RH: When I was little, my grandma used to always watch Beyoncé and that's what really sparked it. It just looked so fun! She's energetic and gets to wear cute clothes, cute heels and dance in front of millions of people. I want to do that. No singing though.
I think an important point to the film is the idea of community without conformity. What more could you say about this, Anna?

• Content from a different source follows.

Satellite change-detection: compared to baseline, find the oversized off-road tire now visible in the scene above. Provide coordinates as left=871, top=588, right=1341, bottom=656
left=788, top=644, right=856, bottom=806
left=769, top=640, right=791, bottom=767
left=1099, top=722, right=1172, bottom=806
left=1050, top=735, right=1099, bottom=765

ARH: In the last phrase of the script, what we say, in the context of the group, is "each girl is her best self". You don't need to erase who you are. There's so much power in community, but not conformity. What that means is that you can risk more as an individual than when you can lean on a team like that. Toni fears that she needs to give something up.
In what ways did you feel you had more independence as a director than those who work with larger studios and have to deal with investors and producers?
ARH: Well we were completely funded by nonprofits. It was challenging, but we had a lot of freedom to explore the art form and experiment; but also make choices like shooting in Cincinnati and filming with 45 girls. It didn't have to be vetted in a traditional financial structure. We were able to risk more and gain more because of that freedom. Our supporters were always about supporting us as artists first. The community support also had the same tone; we were working with community-minded organizations throughout the whole process.
Royalty, word on the street is that you've been getting calls for auditions and meetings with Fox and Paramount; how do you feel about all of the attention and recognition? Anything you can spill about your future?
RH: I'm really excited and thankful and grateful. This was a once in a lifetime thing; once you do that one thing, you'll probably never get a chance like that again. And everybody knows you after that. My life was just flipped around! In my future, I definitely know I'm going to keep acting. And I want to move the Q-Kidz with me to LA. I'm going to have a big house and two dogs.
And Anna, the next stop for you?
ARH: Yeah, you know, just like Royalty said, kind of in awe and taking some time to be really grateful about how this film is doing. And then trying to get to film two and writing again with my co-writers in this film, Saela Davis and Lisa Kjerulff. And just being excited doing it all over again.
How have you guys celebrated the success of your film!?
ARH: How have we celebrated Royalty?
RH: It's been so busy, I don't think we've had a chance to celebrate yet.
ARH: We're going to have a red carpet premiere with the whole team in Cincinnati this weekend. We've had some pretty mini celebrations. The Sundance and Venice Film Festivals were really special.
To wrap things up, I'm going to ask you to finish this sentence: The purpose of this film is to …
RH: The purpose of 'The Fits' is just to show that you don't have to give up anything or give up your own self or become somebody you're not to fit in with a group. You can be your own self within a group.
ARH: The purpose of 'The Fits' is to celebrate the joy and freedom of moving; and kind of giving up control to access this other kind of more subconscious power of dance.